ウィトゲンシュタイン的日々

日常生活での出来事、登山・本などについての雑感。

定休日の過ごし方 その6

2013-09-21 10:25:21 | 2013in吾妻小舎

18日(水)・19(木)と、定休日と振替休日を活用して、山形県にある山寺として有名な立石寺と、日本三景として知られている宮城県の松島海岸に行ってきました。

2箇所とも、松尾芭蕉が訪れた地でもあります。

初日、福島駅 から高速バスで仙台駅に行き、仙台駅で在来線の仙山線に乗って山寺駅に。

午前中をたっぷり使って立石寺を巡り、再び仙山線で仙台駅に戻り、宿を探そうと駅構内にある宿泊サービスセンターに向かいました。

ところが…、なんと仙台市内のホテルのシングルは満室で、作並温泉か秋保温泉、または松島海岸まで行かないと、宿がないというではありませんか。

仕方がないので、仙台市内のホテルはあきらめて、木曜日に行くつもりでいた松島海岸にあるホテルを斡旋してもらい、仙石線に乗り松島海岸駅へ。

そこで、ちょうど駅のロータリーに発車時刻まで待機していた、東日本大震災による仙石線不通区間の代行運行バスに乗ることができました。
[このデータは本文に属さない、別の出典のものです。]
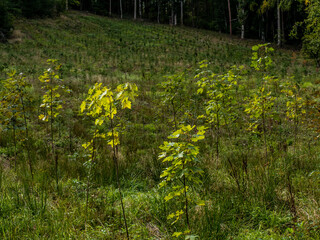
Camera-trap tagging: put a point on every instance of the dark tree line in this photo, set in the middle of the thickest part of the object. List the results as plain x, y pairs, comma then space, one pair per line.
268, 20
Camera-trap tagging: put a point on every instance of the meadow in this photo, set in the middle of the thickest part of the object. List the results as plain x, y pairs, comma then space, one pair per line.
242, 158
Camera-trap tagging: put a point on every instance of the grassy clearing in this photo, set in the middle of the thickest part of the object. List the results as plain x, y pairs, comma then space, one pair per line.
244, 198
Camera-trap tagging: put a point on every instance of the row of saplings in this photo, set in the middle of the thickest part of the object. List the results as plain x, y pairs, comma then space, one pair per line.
180, 152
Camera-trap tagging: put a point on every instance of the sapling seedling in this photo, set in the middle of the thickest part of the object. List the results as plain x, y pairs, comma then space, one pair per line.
13, 107
294, 105
182, 172
220, 98
103, 104
259, 109
52, 103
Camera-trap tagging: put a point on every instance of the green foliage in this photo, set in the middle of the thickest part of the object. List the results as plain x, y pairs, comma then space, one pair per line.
242, 199
261, 60
311, 38
13, 89
182, 172
259, 108
5, 20
51, 100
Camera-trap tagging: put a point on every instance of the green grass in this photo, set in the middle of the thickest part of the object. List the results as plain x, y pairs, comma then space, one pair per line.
244, 199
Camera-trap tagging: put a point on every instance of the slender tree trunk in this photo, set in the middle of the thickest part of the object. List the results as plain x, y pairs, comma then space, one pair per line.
27, 136
172, 15
121, 16
230, 20
135, 10
15, 146
158, 19
181, 12
193, 13
242, 25
279, 23
110, 8
115, 160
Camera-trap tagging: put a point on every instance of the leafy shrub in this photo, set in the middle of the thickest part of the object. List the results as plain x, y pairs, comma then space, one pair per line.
5, 21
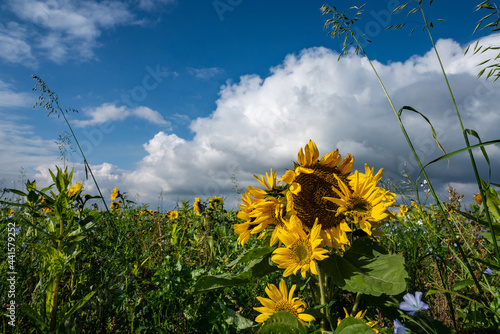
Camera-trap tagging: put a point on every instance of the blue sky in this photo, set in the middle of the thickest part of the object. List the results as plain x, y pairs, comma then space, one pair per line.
178, 97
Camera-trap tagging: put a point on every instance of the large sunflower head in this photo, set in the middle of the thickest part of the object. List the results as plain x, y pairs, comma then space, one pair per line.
361, 199
301, 252
115, 194
309, 183
282, 300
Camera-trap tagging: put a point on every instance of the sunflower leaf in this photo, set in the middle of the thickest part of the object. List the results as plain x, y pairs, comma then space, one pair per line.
367, 268
282, 322
256, 269
353, 325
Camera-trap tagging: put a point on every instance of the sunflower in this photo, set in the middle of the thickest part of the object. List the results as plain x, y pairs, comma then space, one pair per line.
115, 194
403, 209
115, 206
198, 207
262, 208
366, 202
478, 199
309, 183
301, 251
73, 190
272, 211
282, 300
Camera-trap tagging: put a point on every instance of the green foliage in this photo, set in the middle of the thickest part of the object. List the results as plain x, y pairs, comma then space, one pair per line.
367, 268
282, 322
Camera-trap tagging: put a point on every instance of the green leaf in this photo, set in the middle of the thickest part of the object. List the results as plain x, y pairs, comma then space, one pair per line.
251, 254
367, 268
256, 269
282, 322
462, 284
35, 318
353, 325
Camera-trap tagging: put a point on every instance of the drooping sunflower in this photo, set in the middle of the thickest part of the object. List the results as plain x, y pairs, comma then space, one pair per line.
173, 214
197, 206
359, 315
115, 194
282, 300
403, 209
309, 183
301, 251
361, 199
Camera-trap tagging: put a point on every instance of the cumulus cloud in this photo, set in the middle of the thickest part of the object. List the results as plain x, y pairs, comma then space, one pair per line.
9, 98
204, 73
60, 29
108, 112
261, 123
149, 5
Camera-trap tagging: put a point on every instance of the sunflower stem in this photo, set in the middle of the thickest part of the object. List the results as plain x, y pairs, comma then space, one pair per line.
356, 303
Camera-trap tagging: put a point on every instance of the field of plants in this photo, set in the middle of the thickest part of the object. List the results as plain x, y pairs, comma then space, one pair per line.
322, 248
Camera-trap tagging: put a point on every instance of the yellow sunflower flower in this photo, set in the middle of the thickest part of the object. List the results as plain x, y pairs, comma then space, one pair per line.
366, 202
115, 206
282, 300
173, 214
262, 208
272, 211
73, 190
197, 206
115, 194
478, 199
301, 251
403, 209
309, 183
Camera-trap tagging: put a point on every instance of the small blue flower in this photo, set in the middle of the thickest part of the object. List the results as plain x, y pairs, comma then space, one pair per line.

福島にいる間に、一度は東北地方の沿岸部を見ておきたいと考えていたので、どこまで行けるか、時刻表とにらめっこしながら、陸前小野という停留所まで行き、そこで折り返しすことにしました。

松島海岸駅から乗ったバスは、主に高校生や学生で満員で、窓際の座席に座れなかったため、景色もよくわかりませんでした。

陸前小野に着き、停留所で松島海岸駅へ行くバスを待っていた女性に運賃の支払い方法を尋ねたところ、私を心配してくれたのか、その女性はバスで隣に座ってくださったのです。
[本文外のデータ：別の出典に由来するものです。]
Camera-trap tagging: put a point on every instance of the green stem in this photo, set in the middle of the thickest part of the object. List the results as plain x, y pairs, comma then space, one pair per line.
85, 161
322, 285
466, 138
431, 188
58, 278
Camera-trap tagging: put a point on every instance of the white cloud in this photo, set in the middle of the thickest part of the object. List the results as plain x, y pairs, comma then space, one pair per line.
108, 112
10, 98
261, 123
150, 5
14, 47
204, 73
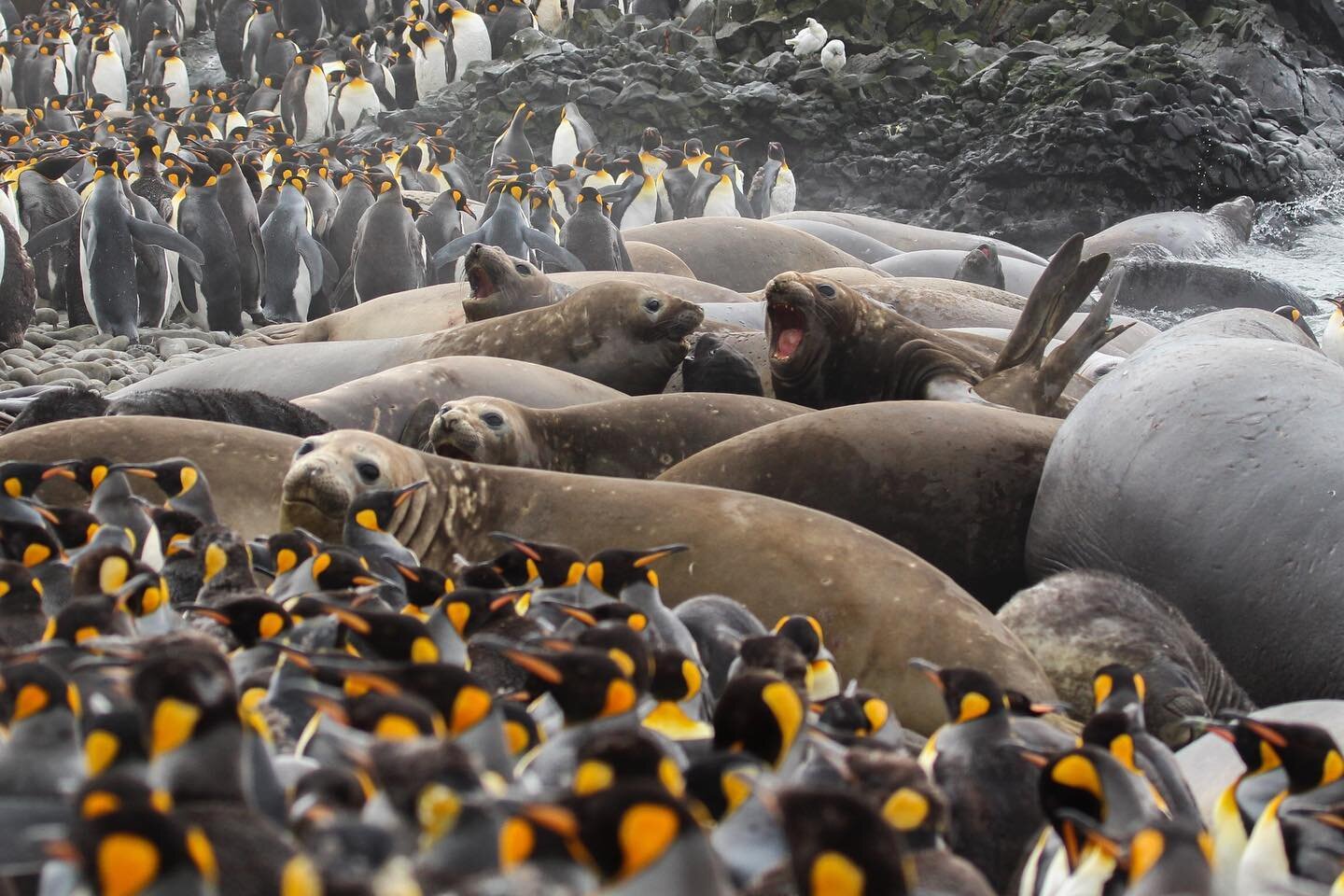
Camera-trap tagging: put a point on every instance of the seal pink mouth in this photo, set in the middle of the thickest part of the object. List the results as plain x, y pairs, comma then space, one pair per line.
788, 324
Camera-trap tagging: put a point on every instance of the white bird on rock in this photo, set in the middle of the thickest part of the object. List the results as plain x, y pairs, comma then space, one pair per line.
833, 57
806, 42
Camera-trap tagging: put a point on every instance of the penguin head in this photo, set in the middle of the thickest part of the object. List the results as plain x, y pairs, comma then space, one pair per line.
760, 713
614, 569
35, 691
840, 846
249, 620
969, 694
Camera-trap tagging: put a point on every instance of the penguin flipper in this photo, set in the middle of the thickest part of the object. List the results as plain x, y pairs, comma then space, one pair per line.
543, 244
57, 234
455, 248
164, 237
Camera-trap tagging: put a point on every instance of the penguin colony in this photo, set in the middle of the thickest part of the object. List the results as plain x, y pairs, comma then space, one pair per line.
252, 204
189, 711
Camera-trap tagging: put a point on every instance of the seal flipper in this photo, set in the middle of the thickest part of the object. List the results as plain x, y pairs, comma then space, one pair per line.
1020, 379
164, 237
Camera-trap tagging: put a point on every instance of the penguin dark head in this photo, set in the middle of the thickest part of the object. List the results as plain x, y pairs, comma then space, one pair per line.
623, 757
249, 620
714, 367
552, 565
760, 713
839, 844
616, 568
969, 694
175, 477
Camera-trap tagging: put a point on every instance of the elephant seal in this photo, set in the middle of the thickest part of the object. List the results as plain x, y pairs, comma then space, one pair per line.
1176, 285
1236, 323
1184, 234
633, 438
831, 347
1078, 623
848, 241
1210, 764
245, 467
437, 308
655, 259
879, 603
952, 483
623, 335
741, 253
400, 402
1164, 476
1019, 275
909, 238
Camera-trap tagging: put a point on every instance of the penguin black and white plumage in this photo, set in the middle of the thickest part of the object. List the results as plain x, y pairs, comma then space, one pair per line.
354, 100
773, 189
304, 103
104, 231
590, 235
388, 253
297, 266
512, 144
717, 193
216, 302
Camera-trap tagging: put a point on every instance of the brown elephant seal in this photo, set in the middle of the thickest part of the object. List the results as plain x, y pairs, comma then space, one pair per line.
879, 603
633, 438
619, 333
655, 259
1078, 623
952, 483
400, 402
830, 345
245, 467
909, 238
437, 308
739, 253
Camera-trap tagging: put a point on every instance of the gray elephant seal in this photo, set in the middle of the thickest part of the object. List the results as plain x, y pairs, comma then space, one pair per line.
952, 483
883, 603
245, 467
909, 238
1175, 285
831, 347
439, 308
623, 335
1078, 623
739, 253
1163, 476
629, 437
1184, 234
403, 400
1019, 275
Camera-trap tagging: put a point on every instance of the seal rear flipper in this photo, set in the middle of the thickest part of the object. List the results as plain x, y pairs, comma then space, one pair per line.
52, 235
164, 237
1044, 312
543, 244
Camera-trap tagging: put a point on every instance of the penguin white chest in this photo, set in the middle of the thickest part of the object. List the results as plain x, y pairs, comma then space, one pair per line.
1332, 340
722, 203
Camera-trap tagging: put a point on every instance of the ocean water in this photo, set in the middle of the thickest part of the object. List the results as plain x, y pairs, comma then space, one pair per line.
1301, 244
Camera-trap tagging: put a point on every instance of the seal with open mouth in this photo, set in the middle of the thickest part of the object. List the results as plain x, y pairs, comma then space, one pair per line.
830, 345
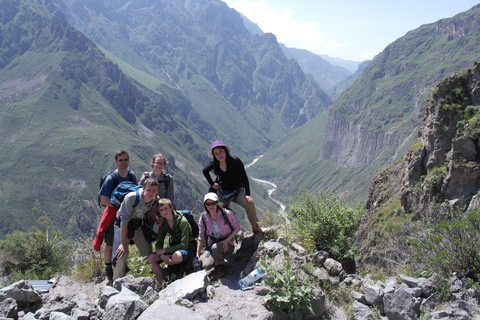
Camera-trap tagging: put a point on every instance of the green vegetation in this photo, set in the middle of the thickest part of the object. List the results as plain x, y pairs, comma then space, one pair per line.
288, 292
38, 254
450, 244
324, 223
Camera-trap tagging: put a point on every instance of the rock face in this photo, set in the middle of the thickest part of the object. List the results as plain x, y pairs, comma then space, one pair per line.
444, 165
373, 119
197, 296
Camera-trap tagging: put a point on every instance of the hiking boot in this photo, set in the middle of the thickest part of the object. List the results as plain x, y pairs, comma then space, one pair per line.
109, 274
218, 273
257, 229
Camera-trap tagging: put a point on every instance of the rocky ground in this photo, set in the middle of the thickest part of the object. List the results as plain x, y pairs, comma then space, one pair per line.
197, 296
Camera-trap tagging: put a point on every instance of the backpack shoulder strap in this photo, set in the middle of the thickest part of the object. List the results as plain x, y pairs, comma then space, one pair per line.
137, 198
130, 175
204, 221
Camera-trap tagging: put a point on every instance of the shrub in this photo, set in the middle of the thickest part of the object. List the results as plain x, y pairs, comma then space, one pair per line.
34, 255
451, 243
87, 263
288, 292
325, 223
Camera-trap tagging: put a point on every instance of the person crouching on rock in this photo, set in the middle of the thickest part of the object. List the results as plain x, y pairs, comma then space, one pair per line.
178, 256
218, 226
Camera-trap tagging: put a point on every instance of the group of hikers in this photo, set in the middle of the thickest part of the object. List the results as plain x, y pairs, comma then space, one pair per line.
152, 207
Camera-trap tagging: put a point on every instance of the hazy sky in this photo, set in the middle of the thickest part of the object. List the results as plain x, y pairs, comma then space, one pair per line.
347, 29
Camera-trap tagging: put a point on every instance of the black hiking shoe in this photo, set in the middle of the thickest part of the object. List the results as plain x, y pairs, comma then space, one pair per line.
109, 274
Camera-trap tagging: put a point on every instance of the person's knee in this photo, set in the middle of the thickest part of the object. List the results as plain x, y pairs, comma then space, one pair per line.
152, 258
177, 257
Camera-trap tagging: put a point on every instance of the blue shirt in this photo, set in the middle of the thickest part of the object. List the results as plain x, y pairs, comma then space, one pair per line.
109, 185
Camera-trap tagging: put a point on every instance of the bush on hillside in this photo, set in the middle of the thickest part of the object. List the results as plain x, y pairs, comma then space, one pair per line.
33, 255
325, 223
450, 244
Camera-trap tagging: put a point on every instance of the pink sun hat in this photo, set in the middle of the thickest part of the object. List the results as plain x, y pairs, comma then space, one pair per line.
216, 144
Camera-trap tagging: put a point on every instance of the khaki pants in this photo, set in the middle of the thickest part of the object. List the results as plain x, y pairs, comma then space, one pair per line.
240, 200
217, 257
142, 244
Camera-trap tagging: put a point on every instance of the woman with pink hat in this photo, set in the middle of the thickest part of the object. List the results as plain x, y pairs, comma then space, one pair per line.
231, 182
218, 228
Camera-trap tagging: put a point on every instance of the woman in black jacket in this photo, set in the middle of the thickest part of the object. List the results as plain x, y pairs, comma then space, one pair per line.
231, 183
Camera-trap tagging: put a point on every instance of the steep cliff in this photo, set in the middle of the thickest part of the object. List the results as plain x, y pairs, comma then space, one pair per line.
374, 119
443, 167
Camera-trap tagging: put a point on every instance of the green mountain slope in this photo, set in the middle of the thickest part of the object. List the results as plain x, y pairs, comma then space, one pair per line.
326, 75
65, 109
375, 121
239, 83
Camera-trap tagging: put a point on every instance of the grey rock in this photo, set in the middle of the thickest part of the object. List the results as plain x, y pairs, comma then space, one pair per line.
80, 314
315, 308
321, 274
298, 249
22, 292
55, 315
271, 248
185, 288
9, 308
318, 258
124, 305
105, 294
262, 290
360, 297
150, 295
139, 285
373, 295
361, 311
165, 311
333, 267
401, 305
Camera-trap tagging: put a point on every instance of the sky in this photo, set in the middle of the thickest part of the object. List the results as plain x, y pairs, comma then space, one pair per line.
347, 29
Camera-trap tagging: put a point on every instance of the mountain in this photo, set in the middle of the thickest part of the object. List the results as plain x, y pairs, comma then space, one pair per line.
80, 80
326, 75
240, 83
335, 91
375, 121
435, 183
350, 65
私が埼玉県の出身で、今は福島で働いており、福島にいる間に、一度は東北地方の沿岸部を見ておきたいと考えていたことや、仙台の知人から、震災から日が経ってしまったけれども、その痕跡を見てほしいと言われてここまでやって来たと話すと、女性は訥々と震災のことを語り始めました。

女性は、震災の日、地区のコミュニティセンターに避難して、背中まで水に浸かりながらも助かったこと。
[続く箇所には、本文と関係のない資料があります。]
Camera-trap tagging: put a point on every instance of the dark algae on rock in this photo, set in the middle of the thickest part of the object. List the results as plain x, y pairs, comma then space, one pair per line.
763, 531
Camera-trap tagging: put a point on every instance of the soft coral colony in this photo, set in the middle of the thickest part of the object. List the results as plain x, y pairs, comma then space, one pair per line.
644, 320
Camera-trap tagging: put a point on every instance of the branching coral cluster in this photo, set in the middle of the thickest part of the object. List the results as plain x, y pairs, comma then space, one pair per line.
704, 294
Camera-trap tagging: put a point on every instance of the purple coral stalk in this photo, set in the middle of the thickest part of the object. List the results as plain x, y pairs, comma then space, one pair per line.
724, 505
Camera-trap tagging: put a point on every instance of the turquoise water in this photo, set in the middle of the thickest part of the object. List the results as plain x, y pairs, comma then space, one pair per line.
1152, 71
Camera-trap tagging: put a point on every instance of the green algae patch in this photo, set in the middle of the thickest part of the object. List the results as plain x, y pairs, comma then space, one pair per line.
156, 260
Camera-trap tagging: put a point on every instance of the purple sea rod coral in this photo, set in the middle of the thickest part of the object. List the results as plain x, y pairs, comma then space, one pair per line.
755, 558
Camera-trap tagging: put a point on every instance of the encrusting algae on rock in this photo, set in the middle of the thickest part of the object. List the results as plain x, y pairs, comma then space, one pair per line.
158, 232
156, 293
助かった方ももちろんいたけれど、たくさんの人が流されたり溺れたりして助からなかった光景を目の当たりにしたこと。

今は仮設住宅住まいで、塩竈の病院に入院しているお姑さんの看護のため、仮設住宅から1200円のタクシー代を払って代行運行バスの停留所まで来ていること。

仮設住宅からバスの停留所までの無料バスもあるにはあるが、時間帯が合わずに、タクシーを使わざるを得ないこと。

病院からの帰りは、仕事帰りの息子さんが病院に寄ってくれて、仮設住宅まで送ってくれること。

代行運行バスの通るコースが、今は津波で流されてしまったけれども、かつて自宅があった脇を通るので、バスに乗る度に、「ああ、ここに家があったんだなー。」と、思うこと。

そうした話を伺いながら、撤去されていない数軒の住宅や、空洞になった仙石線野蒜駅、ぐにゃりと曲がった橋の欄干、荒れ地になったかつての集落跡などを、車窓から見ることが出来ました。

せっかく話してくださった女性に、私はなんと言っていいのかわかりませんでした。

話すことさえつらいであろう出来事を、話してくださったことに、「ありがとうございます。どうか御自愛ください。」としか言えませんでした。

 

木曜日には、瑞厳寺の境内を説明しながら案内してくれるガイドさんから、震災の話を伺いました。

その方の旦那さんは、震災の時のつらい体験から、鬱になってしまったそうです。

停留所で一緒になった女性も、ガイドさんも、話をしてくださり、感謝するばかりです。

仙台駅まで戻ると、まるでリトル東京というような喧騒ぶり。

首都圏の人々も、日々の喧騒のなか、まだまだ震災後の生活が立て直せないでいる状況が、現にあるのだということを知って、心して生活してほしい。

一極集中型の繁栄について、これでいいのかと改めて考えてほしいと、願って止みません。